Dramatic Cuts Across the Board
The reductions are substantial and affect multiple price points in Safaricom’s customizable, non-expiring data plans. The Sh51 bundle, previously offering 255MB of data, now provides just 102MB – a reduction of 60%. The Sh100 bundle has been cut from 400MB to 200MB, representing a 50% decrease.
These non-expiring bundles have been particularly popular among Kenyan consumers because they allow users to purchase data without time restrictions, offering flexibility for those who use mobile internet intermittently or want to avoid the pressure of expiring packages.
Silent Implementation, Angry Response
What has particularly angered subscribers is the manner in which the changes were implemented. Safaricom made no public announcement about the reductions, with customers only discovering the cuts when attempting to purchase bundles through the company’s digital platforms over the weekend.
Social media platforms have been flooded with complaints from frustrated Safaricom customers, with many threatening to switch to rival providers Airtel or Faiba, which are being touted as offering better value for money.
“This is daylight robbery,” wrote one subscriber on Twitter. “Double the price with zero communication. Time to move to Airtel.”
Company Response Raises Questions
When confronted with earlier complaints about the bundle changes, Safaricom attributed the issues to a “system problem” and promised to resolve them. However, the company has not issued any public statement explaining the reduction in data volumes or addressing whether this represents a permanent pricing change.
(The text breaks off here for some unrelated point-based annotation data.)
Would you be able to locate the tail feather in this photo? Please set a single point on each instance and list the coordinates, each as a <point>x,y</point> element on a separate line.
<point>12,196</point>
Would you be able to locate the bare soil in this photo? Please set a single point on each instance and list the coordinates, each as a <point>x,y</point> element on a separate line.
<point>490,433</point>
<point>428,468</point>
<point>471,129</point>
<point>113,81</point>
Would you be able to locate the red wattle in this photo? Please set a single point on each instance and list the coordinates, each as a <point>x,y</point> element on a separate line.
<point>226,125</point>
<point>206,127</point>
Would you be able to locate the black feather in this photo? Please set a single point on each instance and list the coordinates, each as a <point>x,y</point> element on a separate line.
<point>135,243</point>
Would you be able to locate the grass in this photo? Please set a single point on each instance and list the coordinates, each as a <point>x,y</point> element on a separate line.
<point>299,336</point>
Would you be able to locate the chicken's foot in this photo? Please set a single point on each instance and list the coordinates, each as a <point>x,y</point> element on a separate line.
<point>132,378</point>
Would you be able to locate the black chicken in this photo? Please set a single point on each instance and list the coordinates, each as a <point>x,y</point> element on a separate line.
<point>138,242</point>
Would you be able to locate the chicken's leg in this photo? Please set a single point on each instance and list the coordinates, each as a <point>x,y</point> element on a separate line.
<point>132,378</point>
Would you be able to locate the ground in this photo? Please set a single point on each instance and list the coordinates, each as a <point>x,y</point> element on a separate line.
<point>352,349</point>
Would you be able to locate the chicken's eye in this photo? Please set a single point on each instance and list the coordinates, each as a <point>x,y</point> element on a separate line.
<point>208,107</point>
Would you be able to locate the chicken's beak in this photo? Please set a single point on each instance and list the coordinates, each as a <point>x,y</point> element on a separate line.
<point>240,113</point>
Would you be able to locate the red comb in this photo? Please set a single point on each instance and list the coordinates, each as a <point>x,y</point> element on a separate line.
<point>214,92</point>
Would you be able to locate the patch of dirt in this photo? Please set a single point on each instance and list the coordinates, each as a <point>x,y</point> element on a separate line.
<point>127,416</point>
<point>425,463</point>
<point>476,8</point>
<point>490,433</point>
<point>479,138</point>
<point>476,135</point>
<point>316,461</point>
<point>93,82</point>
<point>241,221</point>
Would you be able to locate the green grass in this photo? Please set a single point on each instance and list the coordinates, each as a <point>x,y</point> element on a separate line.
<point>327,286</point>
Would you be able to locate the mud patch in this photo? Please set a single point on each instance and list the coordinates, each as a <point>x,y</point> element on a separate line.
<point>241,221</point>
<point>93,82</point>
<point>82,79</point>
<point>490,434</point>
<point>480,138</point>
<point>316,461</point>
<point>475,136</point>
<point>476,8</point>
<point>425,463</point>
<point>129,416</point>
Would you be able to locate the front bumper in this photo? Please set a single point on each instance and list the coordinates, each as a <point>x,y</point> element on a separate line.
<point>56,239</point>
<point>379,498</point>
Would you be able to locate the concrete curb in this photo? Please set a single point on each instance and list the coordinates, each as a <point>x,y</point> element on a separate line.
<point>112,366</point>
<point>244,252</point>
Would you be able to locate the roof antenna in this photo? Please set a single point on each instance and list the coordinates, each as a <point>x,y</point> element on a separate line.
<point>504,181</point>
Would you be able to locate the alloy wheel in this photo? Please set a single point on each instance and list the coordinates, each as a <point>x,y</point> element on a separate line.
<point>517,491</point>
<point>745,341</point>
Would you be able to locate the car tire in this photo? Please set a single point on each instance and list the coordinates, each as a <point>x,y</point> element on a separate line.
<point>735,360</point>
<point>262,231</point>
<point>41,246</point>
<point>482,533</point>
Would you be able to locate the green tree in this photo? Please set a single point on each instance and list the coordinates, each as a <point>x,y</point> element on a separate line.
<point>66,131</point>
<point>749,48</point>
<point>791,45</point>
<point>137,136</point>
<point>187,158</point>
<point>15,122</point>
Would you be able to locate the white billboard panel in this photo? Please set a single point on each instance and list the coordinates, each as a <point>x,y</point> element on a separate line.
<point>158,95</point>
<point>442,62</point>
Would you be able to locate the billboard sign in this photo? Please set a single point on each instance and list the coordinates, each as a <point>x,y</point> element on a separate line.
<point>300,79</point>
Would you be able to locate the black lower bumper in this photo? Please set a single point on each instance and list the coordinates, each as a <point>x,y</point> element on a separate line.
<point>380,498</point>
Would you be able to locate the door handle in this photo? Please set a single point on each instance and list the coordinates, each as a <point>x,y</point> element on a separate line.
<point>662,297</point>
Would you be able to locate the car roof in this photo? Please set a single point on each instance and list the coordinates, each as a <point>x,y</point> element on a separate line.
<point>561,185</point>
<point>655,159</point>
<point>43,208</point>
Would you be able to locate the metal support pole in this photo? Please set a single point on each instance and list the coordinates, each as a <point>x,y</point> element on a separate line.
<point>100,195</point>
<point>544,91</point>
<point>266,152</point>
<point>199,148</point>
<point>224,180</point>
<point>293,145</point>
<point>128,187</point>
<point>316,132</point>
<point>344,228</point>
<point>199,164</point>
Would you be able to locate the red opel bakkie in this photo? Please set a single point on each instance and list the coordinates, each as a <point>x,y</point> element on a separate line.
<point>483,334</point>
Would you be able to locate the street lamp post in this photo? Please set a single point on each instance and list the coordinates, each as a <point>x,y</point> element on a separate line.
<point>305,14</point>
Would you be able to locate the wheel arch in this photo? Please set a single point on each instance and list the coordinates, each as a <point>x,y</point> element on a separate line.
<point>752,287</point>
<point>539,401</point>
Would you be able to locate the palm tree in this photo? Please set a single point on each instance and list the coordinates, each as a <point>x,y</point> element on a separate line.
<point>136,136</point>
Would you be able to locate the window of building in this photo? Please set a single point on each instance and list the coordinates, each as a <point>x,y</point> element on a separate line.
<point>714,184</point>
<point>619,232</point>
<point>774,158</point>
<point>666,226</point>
The lack of transparency has only fueled customer anger, with consumer advocates questioning whether the telecom giant is taking advantage of its dominant market position to impose unfavorable terms on subscribers.
Market Implications
Safaricom controls the lion’s share of Kenya’s mobile telecommunications market, with tens of millions of subscribers across the country. The company’s pricing decisions have significant implications for digital access and affordability in a nation where mobile internet is the primary means of online connectivity for most citizens.
The timing of the cuts is particularly sensitive as Kenyans face rising costs of living across multiple sectors. Mobile data has become essential for everything from mobile banking and online learning to small business operations and government services.
Competitors Circle
Rival telecommunications companies Airtel Kenya and Faiba are likely to capitalize on the discontent, with social media users already sharing comparison charts showing more favorable rates from Safaricom’s competitors.
The exodus of even a small percentage of Safaricom’s massive customer base could represent significant revenue losses for the company, particularly if the changes push price-sensitive consumers to explore alternatives they might not have otherwise considered.
As of publication, Safaricom had not responded to requests for comment on whether the bundle reductions are permanent, what prompted the changes, or whether the company plans to communicate directly with affected customers about the new pricing structure.
For now, Kenyan mobile users are left calculating whether their loyalty to the country’s dominant telecom provider still makes financial sense in an increasingly competitive market.